Symposium: NONUMENT! Ljubljana 2020
In its first two years, the NONUMENT! project has with the help of partners and associates from Europe and around the World tackled the research of monuments, buildings and public spaces in a novel way. Instead of focusing on the initial projects, the focus was moved towards recontextualisations and changes experienced by these spaces in the time of their duration. Instead of intentions of artists and architects who created them, the focus was on the unpredictable new situations the spaces found themselves in. Instead of describing and archiving, the focus was on creating theoretical and artistic intervention within the disappearing heritage. In October 2020, the first NONUMENT! Book with presentation of the work done in the last two years will be published.

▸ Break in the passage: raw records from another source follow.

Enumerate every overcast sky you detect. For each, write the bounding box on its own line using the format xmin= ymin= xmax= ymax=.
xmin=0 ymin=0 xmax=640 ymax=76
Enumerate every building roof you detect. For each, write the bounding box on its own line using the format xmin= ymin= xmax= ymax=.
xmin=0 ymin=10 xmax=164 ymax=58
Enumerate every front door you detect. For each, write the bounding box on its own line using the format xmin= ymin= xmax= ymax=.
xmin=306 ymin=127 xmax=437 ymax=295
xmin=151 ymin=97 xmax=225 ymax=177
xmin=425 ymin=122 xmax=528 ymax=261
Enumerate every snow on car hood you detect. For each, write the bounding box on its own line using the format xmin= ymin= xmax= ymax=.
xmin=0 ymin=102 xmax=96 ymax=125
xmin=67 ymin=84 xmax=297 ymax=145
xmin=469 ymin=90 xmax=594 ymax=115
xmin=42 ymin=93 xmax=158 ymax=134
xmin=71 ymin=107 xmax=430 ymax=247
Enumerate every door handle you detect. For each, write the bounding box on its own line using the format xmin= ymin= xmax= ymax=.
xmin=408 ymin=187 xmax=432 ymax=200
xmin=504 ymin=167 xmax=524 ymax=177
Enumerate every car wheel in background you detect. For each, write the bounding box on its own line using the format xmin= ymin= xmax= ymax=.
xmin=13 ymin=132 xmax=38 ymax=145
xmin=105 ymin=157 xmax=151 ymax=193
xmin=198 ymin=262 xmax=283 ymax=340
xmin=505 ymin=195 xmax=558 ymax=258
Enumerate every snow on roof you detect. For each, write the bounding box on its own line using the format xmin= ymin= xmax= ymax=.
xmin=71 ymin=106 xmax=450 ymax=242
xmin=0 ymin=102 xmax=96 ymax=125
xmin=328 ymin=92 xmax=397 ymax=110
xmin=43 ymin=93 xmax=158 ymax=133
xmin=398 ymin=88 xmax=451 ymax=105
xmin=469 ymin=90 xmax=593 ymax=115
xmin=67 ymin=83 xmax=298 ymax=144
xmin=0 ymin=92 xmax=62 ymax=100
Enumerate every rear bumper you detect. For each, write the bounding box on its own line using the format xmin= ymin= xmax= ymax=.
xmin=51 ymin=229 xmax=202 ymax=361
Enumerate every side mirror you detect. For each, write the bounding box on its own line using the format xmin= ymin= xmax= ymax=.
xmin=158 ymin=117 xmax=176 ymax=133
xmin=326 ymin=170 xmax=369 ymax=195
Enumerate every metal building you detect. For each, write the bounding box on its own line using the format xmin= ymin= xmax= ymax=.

In the months before publishing the first NONUMENT! Book, many recently still lively public spaces and city centres have been transformed into nonuments. In the past, Nonument was devoted to decaying, destroyed and abandoned monuments, buildings and public spaces of the twentieth century. At the third NONUMENT! Symposium, we will combine these thoughts with new thinking about the possible strategies of thought and intervention in a continually transforming contemporary city. Through the cases of transforming buildings, squares and cities, guests from Ljubljana and abroad will think about the open use of space as the condition of survival.
Three panels, a keynote lecture and a round table discussion
The first panel Nonument Spaces will be focusing on the decaying and abandoned buildings and spaces as an opportunity for their radical recontextualisation through the contributions of Miljena Vučković, Elisa Sorentino, Peter Rauch in Urška Jurman. The second panel will address the Urban Discontinuities. Spaces and buildings of socialist societies can today become relevant again through focusing on the ways how they change because of the political transitions and exhibit signs of collective suppression. Antonia Stanev, Adam Knight, Blaž Babnik Romaniuk and Helka Dzsacsovszki will focus on the question of these political and social voids. Speakers of the third panel Public Space in Extremis, Nika Van Berkel, Antonio Grgić, Andrea Elera and Mollie Brooks will address the contemporary movement and surveillance of the public space – comparing the situation before and after the epidemic, which is exhibiting its role as a catalyst of the radical restructuring of what public space means and stands for.
The central evening round table will present the recently published first NONUMENT! Book. Some of its authors: Nika Grabar, Ljubica Slavković, Alexei Monroe, Danica Sretenović and Neja Tomšič, will present their contributions, followed by a discussion chaired by the book co-editor Miloš Kosec.
The evening will conclude with the keynote “Egypt” rather then “October”: Incongruences in interpreting Yugoslav national-liberation monuments, then and now. In his lecture, Branislav Dimitrijević will thematise the critical comment by the neo-constructvist artist Aleksandar Srnec about the typology of erected monuments in the socialist Yugoslavia. Srnec claimed that they were closer to the ancient Egyptian type of sculpture rather then to the artistic legacy of October revolution. The talk will present an analysis of discursive approaches to Yugoslav socialist monumental sculpture from the time of their instalment to their current popularity.